U.S. economic woes and stock market volatility have prompted changes in the investment and social behaviors of high-net-worth Americans, says a new survey of CPA financial advisors.

Clients say they're dining out less frequently and ordering less expensive wines and premium liquor brands, according to the survey of personal financial specialists (PFS) conducted by the American Institute of Certified Public Accountants. Many are having items repaired, rather than purchasing new ones and they're taking fewer or less expensive vacations.

CPA personal financial specialists are advising clients to rebalance their portfolios, reassess their tax planning and control their expenses and cash flow. Eighty percent of CPA financial advisors surveyed are strongly recommending their clients move toward a mix of growth and income securities. Sixty-five percent are also recommending more fixed-income securities. Forty percent are strongly recommending that their clients hold larger cash positions. Thirty percent are recommending commodities such as gold and precious metals.

In anticipation of future tax increases, 67% of CPA advisors said their clients are accelerating capital gains. Half of clients are increasing contributions to qualified retirement plans, such as 401(k)s and IRAs.

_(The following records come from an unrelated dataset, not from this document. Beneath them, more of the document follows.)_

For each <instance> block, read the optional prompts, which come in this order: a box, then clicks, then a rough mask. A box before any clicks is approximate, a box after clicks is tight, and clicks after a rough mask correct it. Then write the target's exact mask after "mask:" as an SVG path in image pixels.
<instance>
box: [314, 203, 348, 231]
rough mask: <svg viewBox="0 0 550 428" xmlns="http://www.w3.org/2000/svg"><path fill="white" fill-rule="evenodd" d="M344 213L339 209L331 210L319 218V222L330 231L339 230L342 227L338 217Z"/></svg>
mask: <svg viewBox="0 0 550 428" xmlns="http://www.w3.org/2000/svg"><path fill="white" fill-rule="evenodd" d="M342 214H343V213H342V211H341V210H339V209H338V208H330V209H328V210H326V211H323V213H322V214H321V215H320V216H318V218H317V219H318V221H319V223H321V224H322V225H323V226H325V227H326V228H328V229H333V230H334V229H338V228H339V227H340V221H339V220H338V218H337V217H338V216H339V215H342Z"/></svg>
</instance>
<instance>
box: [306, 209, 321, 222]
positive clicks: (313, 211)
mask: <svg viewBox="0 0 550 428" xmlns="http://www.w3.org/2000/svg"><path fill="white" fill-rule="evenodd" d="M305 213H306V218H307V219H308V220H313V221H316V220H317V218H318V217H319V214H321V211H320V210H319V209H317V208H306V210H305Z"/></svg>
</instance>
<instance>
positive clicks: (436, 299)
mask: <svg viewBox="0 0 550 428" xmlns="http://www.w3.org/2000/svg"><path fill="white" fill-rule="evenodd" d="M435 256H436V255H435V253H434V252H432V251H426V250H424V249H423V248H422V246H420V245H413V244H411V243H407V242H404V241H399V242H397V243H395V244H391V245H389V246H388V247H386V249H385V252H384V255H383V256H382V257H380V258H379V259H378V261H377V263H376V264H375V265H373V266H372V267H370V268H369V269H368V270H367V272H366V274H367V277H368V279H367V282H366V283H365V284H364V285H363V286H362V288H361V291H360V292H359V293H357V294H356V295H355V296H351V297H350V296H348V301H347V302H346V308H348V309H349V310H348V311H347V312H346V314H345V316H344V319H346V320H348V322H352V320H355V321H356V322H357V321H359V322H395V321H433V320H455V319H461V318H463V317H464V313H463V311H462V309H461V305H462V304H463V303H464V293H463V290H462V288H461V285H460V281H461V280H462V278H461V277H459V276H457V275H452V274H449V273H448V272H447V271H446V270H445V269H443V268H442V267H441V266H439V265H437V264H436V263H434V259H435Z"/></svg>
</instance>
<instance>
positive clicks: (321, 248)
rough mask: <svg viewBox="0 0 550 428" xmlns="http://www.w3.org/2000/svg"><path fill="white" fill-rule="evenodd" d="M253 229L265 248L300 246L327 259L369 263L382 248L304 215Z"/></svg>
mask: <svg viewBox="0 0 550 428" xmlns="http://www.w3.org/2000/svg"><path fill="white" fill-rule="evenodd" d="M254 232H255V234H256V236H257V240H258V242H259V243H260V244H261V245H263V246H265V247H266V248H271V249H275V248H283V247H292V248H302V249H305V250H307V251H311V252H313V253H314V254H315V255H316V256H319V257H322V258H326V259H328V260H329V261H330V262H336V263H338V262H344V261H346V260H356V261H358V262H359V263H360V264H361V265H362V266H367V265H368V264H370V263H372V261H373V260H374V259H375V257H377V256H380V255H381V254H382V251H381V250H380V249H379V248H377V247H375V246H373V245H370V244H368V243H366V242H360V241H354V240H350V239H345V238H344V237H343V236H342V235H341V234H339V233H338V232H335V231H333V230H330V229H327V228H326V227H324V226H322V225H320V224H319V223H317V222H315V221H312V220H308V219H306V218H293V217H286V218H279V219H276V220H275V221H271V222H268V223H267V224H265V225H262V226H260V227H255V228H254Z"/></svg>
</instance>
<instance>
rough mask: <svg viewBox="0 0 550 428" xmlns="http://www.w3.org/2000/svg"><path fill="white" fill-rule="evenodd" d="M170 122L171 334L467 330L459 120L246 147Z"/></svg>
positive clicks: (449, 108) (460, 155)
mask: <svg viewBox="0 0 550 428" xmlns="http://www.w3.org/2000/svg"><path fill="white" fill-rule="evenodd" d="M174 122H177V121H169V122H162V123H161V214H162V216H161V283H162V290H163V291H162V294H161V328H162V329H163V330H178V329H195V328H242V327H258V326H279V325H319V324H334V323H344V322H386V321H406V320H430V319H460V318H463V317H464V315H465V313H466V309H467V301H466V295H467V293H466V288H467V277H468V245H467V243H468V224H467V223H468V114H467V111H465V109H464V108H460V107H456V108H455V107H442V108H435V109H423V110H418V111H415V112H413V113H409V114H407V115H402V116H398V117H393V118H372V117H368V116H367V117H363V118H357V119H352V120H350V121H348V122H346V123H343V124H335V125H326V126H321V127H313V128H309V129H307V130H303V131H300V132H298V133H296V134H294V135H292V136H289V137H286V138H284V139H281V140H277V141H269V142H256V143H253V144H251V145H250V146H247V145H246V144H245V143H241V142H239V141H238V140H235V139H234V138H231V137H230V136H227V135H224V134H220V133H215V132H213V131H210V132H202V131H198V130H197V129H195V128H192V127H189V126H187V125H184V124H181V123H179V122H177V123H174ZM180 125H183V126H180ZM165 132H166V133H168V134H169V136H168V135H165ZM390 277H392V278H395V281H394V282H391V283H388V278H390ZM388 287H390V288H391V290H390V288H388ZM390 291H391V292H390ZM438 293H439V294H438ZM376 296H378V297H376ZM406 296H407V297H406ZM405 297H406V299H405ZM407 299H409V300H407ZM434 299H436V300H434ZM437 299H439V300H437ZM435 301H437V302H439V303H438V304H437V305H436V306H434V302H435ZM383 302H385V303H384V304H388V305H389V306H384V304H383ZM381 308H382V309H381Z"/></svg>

In terms of wealth transfer, nearly 60% of CPA financial planners are recommending paying medical and/or education bills directly for family members and 50% are recommending gifting devalued assets.

The survey was conducted April 22 to June 4 via an online questionnaire e-mailed to members of the AICPA Financial Planning Membership Section. Of the 529 respondents, 57% work with individual clients with a net worth of $1 million to $5 million; 34% work with individual clients with a net worth of less than $1 million; 3% have individual clients with a net worth of over $15 million; 5% have individual clients with an average net worth of $6 million to $10 million; and 1% manage individual clients with a net worth of $11 million to $ 15 million. The average age range of clients is between 56 and 64. The margin of error was plus or minus four percentage points.